De nuevo la contradicción y de nuevo el desconcierto porque desde el punto de vista de un hombre que nunca se había sentido seguro en ningún tipo de avión, lo lógico hubiera sido que una muchacha que volaba por primera vez y en las peores condiciones imaginables admitiera que estaba aterrorizada; no obstante, hablaba de ello con el entusiasmo de una adolescente que relatara las fabulosas experiencias de su baile de puesta de largo.

—El silencio era absoluto porque llevaba puestos los cascos del copiloto, tan solo se distinguían las estrellas y las manchas blancas de las cumbres de los Alpes y era como si el mundo, la guerra, la sangre, el odio y las babas de Irma se hundieran poco a poco bajo las alas. Un par de semanas antes me había entusiasmado con
El enamorado de la Osa mayor,
y en aquellos momentos entendí lo que experimentaba su autor cuando buscaba la Estrella Polar que le mostraba el camino de regreso a casa. Y se me antojó de buen augurio que Sergiusz Piasecki fuera polaco porque era como si lo que escribió nos estuviera ayudando a llegar a su patria.

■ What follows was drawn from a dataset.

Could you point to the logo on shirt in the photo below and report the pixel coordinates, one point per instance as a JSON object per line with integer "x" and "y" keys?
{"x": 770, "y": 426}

—Fue uno de los libros que marcaron mi juventud —admitió su interlocutor con una sonrisa que escondía una innegable amargura—. El que más influyó a la hora de intentar convertirme en escritor, y el que más influyó a la hora de convencerme de que jamás conseguiría serlo.

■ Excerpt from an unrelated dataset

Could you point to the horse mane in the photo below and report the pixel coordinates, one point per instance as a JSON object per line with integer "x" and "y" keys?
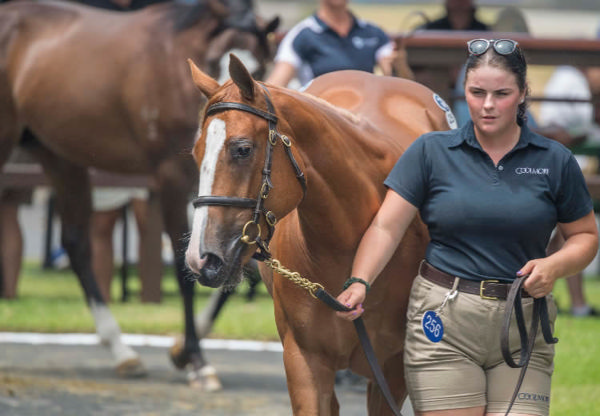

—De su relato emana un algo «mágico» de amor a la aventura y a la libertad que aquella noche venía muy a cuento porque Kees no le quitaba la vista de encima a la Estrella Polar asegurando que era de la única de la que se fiaba. Poco antes del amanecer me señaló un punto, a la izquierda, en el que se advertía el resplandor de un inmenso incendio, limitándose a comentar que por allí debía de encontrarse Dresde. En aquellos momentos no lo sabíamos, pero siete horas antes casi un millar de aviones aliados habían arrojado ochocientas toneladas de bombas incendiarias sobre la ciudad provocando su destrucción y cien mil muertos, en su mayoría mujeres, ancianos y niños. Era como si incluso allí, en mitad del cielo y las tinieblas, el horror de la guerra continuara persiguiéndonos. Por suerte, el ignorar que se trataba de un ataque aéreo impidió que me amargara el resto del viaje, teniendo en cuenta además que apenas habíamos dejado atrás el resplandor del incendio Kees me señaló que volábamos sobre Polonia, por lo que de amanecida comenzamos a descender… —Hizo una larga pausa durante la que parecía estar disfrutando del momento pese a la distancia en el tiempo, y al fin añadió—: Todo cuanto se distinguía era nieve, ruinas o bosques calcinados, pero aquel jodido holandés debía de ser nieto de una paloma mensajera porque enfiló sin pestañear hacia una pista de tierra que yo ni tan siquiera había visto, y aterrizó en ella como si se tratara de un aeropuerto comercial. —Observó directamente a su invitado esperando que le diera la respuesta a algo que sin duda se había preguntado durante toda la vida—. ¿Cómo se pueden hacer esas cosas? —inquirió—. ¿Cómo pudo encontrar un lugar tan diminuto en la inmensidad de un territorio devastado?

—¿Y a mí me lo pregunta? —se asombró su interlocutor— Me pasó algo parecido cuando viajé a la isla de Pascua y no me explicaba cómo el piloto se las arreglaría para encontrar un diminuto pedazo de tierra en un océano que ocupa la tercera parte de la superficie del planeta pese a que contara con un aparato de radar. Le aseguro que no respiré tranquilo hasta que distinguí las estatuas de piedra que me miraban como preguntando por qué demonios iba a molestarlas.